Rasulullah saw bersabda, “Barangsiapa yang tidak meninggalkan perkataan dusta dan perbuatan nista, maka sekali-kali Allah tidak butuh pada puasanya dengan hanya meninggalkan makan dan minum saja” (HR.Al-Bukhari). Beliau juga bersabda, “Jika salah seorang diantara kamu sedang berpuasa, maka janganlah ia berlaku tidak senonoh atau membuat keributan. Dan jika seseorang mencacinya atau mengajaknya berkelahi, maka hendaklah ia berkata: sungguh aku sedang berpuasa!” (HR.Muttafaq ‘alaih).

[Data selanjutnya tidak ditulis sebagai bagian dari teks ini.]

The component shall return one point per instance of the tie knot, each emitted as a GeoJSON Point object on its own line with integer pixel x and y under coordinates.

Agar bisa total, optimal dan tidak parsial, maka puasa kita harus meliputi seluruh unsur yang ada dalam diri kita: hati dan pikiran, emosi dan perasaan, syahwat perut, syahwat seks, syahwat lidah dan mulut, syahwat mata, syahwat telinga, syahwat tangan, syahwat kaki, dan syahwat-syahwat yang lainnya.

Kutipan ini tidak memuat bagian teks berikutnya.